Le salon n’était pas très vaste, le sol recouvert d’un plancher passablement usé, les murs d’une tapisserie rose pâle tachée d’humidité par endroits. Deux fauteuils en cuir étaient installés près de la fenêtre qui donnait sur le devant de la maison, un canapé épuisé était adossé au mur d’en face et un piano à queue, recouvert d’une épaisse couche de poussière, occupait presque tout le reste de l’espace.
Les trois mousquetaires discutaient entre eux de choses que je ne comprenais pas vraiment, des histoires de vibrations, de résurgence, mais cela ne me dérangeait pas. Entre peur et fascination, je me sentais envahie d’images, de souvenirs qui ne m’appartenais pas. J’étais assise au piano, je jouais une sonate sans partition. La tapisserie était rose et fraîche, le soleil entrait à flots par la fenêtre ouverte. Mon père, assis sur l’un des fauteuils, fumait la pipe en lisant le journal, me jetant de temps à autre des regards pleins d’amour. Mais non ; tout n’allait pas aussi bien. J’avais envie de mourir. Je ne jouais pas une sonate, mais ce nocturne de Chopin qui est si triste et qui me met toujours des larmes dans les yeux quand je l’entends. Oui, je jouais ce morceau et je pensais à la mort, je la désirais, je l’appelais… Pourquoi ? Avec un père aussi gentil, attentionné, pourquoi voulais-je quitter ce monde, cette belle maison, ce village où nous étions si populaires ? J’ai regardé mon père, sa moustache à la Brassens, sa chemise à carreaux complètement dépassée, les volutes de fumée parfumées s’échappant de sa vieille pipe… Je pouvais presque sentir l’odeur du tabac, douceâtre, herbacée, à la fois suave et sauvage. C’était peut-être lui, mon problème. Lui et sa grande générosité pour tous les autres, lui qui me gardait comme un trésor et m’empêchait de vivre…
Tout à coup, un son terrifiant a déchiré ma rêverie, me donnant l’impression que l’on m’arrachait violemment d’un cocon chaud pour me projeter dans un univers glacé et humide. Ce son, c’était une note, jouée sur un piano sans doute possible, mais une note déformée, distordue, tremblante et angoissante. Bientôt, elle a été suivie d’une autre, puis d’une autre encore. L’instant d’avant, j’aurais pu jurer que j’entendais le nocturne de Chopin, doux et mélancolique, et soudain quelqu’un l’avait saisi, froissé, décomposé et réduit à ces quelques sons informes et torturés.
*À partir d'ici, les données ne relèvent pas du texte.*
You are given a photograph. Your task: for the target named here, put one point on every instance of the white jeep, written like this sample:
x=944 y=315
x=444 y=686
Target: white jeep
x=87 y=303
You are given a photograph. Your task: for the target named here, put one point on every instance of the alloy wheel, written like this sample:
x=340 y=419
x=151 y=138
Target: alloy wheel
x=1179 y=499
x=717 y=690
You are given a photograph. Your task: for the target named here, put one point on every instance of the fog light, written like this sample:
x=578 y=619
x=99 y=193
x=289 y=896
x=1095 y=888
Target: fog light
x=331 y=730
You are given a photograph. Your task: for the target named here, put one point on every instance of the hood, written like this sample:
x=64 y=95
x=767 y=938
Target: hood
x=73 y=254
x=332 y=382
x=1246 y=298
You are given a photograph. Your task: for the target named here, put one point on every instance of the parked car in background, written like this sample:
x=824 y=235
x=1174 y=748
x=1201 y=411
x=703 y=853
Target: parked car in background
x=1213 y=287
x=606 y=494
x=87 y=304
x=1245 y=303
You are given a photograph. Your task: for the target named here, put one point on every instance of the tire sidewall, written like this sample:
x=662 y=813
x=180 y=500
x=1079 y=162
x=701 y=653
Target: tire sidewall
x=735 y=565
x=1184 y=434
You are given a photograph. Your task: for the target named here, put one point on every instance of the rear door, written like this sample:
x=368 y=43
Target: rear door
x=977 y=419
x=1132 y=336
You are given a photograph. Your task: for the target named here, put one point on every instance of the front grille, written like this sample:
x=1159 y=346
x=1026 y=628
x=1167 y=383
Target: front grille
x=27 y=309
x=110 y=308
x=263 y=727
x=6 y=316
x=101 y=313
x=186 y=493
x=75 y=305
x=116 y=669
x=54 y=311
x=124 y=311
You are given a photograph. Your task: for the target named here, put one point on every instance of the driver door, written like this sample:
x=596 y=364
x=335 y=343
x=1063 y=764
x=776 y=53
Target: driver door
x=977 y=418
Hébétée, j’avais du mal à comprendre pourquoi l’air chargé de soleil de mon songe s’était changé en une atmosphère froide et immobile, pourquoi le parfum si familier du tabac à pipe était devenu cette odeur étouffante de poussière et de moisi.
Je n’ai vraiment réalisé que ce n’était pas un fantôme qui s’était installé au piano que lorsque j’ai finalement osé tourner les yeux vers l’instrument et que j’ai vu Lucas, l’air très content de lui, appuyer au hasard sur le clavier jauni, grimaçant en entendant à quel point le piano était désaccordé. Je ne peux toujours pas expliquer pourquoi, mais cette vision m’a mise en colère. J’avais l’impression qu’il piétinait quelque chose de sacré en s’amusant de la sorte. Sans rien dire, j’ai saisi l’une des lampes électriques abandonnée sur la table basse poussiéreuse et je suis sortie de la pièce. Je m’attendais à ce qu’Aline me rattrape et me fasse un sermon sur le danger de s’aventurer seule dans cette maison abandonnée, mais elle devait être trop occupée à discuter avec ses amis car personne n’est sorti après moi.
J’ai rapidement balayé du faisceau de ma lampe les deux pièces qui faisaient face au salon. L’une était une cuisine envahie par la poussière et les toiles d’araignée, équipé du plus vieux réfrigérateur que j’aie jamais vu et d’une antique cuisinière qui ne semblait fonctionner ni au gaz, ni à l’électricité. L’autre était une salle à manger meublée d’une grande table en bois massif recouverte d’une toile cirée à fleurs, entourée de chaises rustiques. Il y avait aussi un immense vaisselier contre l’un des murs et, si j’avais eu le temps, j’aurais adoré fouiner à l’intérieur pour découvrir la vieille vaisselle en porcelaine que j’étais sûre qu’il abritait. Mais j’avais autre chose en tête et peu de temps avant que les autres ne me rejoignent et ne se remettent à me dicter ce que je devais faire. Je sentais instinctivement où je devais me rendre, sans bien savoir pourquoi j’étais si convaincue de devoir le faire.
Je me suis donc tournée vers le grand escalier et j’ai commencé à le gravir. Je n’étais pas très inquiète, il était construit en dur et non en bois et je ne craignais guère qu’une marche s’effondre sous mon poids. Arrivée sur le palier, j’ai pris une profonde inspiration et j’ai inspecté les lieux. Ici, il me semblait que l’odeur était un peu différente. Ce n’était peut-être que dans mon esprit mais il y avait à l’étage quelque chose de plus vivant. Peut-être était-ce lié au fait que le sol était entièrement recouvert de plancher et que l’odeur du bois semblait moins froide et figée que celle de la pierre. La poussière était toujours bien présente, odeur légèrement âcre qui piquait le nez, mais elle se mêlait à des notes plus douces, quelque chose qui m’évoquait le vieux papier, le tissu et peut-être même un soupçon de savon, de propre, un peu incongru dans le décor.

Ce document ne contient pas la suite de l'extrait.